No Significant Warming in One of the Most Climate-Sensitive Parts of the Planet, Ice Core Data Show

There has been no significant warming in one of the most climate-sensitive parts of the planet, analysis of Greenland ice core data shows, casting further doubt on the alarmist climate narrative.

We are all familiar with the climate change scare narrative. Red coloured maps of the globe, polar bears stranded on ever diminishing ice floes, extreme weather events etc. When you read a climate change related article or scientific paper it nearly always opens with a statement underlining the severity of the situation facing mankind. What is usually lacking is perspective.

I am not interested in ‘expert’ opinion unless it is supported by empirical data and perspective. Selected sources must be reliable and have ample past data to encompass solar cycle variation. Ideally these data need to come from a region of the planet that is sensitive to global warming. What data from the world of paleoclimatology fit that criteria?

When snow falls, it contains a mix of oxygen isotopes. During warm periods, more heavy oxygen isotopes are found in the snow, while cold periods have more light oxygen isotopes. By analysing these ratios in ice cores, scientists can learn about past temperatures and climate conditions. The ice is laid down in annual layers which can be dated accurately. Consequently, we can construct an accurate temperature record where sufficient ice accumulation exists, such as in polar regions.

If anthropogenic climate change is a real threat, due primarily to the burning of fossil fuels, then we are expecting to see a clear rise in temperature above and beyond the normal variation. This was attempted and published by Michael Mann et al. and is widely known as the hockey stick graph. The main problem with this graph is that it was constructed using 12 sets of proxy measurements which included three sets of ice core data. The ice core data went back only 500 years and the remaining extrapolation relied on tree ring data. There was considerable uncertainty of measurement which was highlighted in his original paper (Figure 1), and a period of 1,000 years provides us with limited perspective in relation to the impact of solar cycles.

Note the light grey area is an estimate of the uncertainty of measurement and extrapolation.

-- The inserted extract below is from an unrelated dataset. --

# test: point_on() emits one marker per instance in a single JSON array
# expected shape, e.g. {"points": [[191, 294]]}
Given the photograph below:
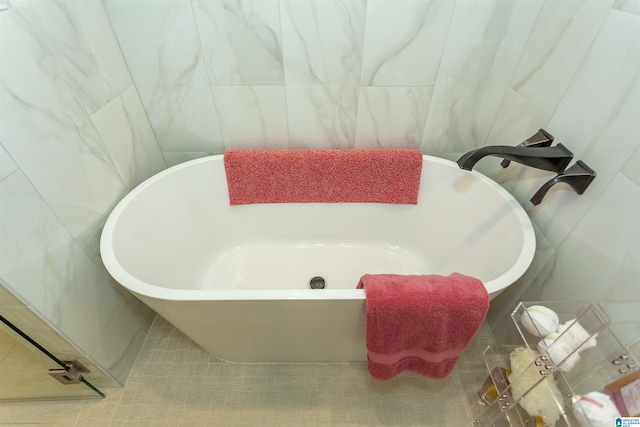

There seems to be a dearth of records that provide temperature proxies for recent times that are relevant to the sudden rise in carbon dioxide levels (1860 to current). However, I did locate data from two overlapping periods from Renland peninsula in Eastern Greenland. The two studies that reported the results from these ice core measurements had quite different themes. The first, which covered the period from 1960 to 10,000 BC, commented on the high temperatures in the Holocene period and the impact on the ice sheet. The second covering 1801 to 2014 examined local site variability. The creation of these datasets was a gargantuan effort. It remains a mystery why these papers did not comment on the temperature trends or indeed try and link the two datasets. Below is a graph combining these two isotope ratio data sets (Figure 2). The black line (far right) is the key as it is a 20 year rolling average of the more recent dataset (brown dots). The first dataset (blue dots) has data points every 20 years, so this rolling average enables a more valid comparison.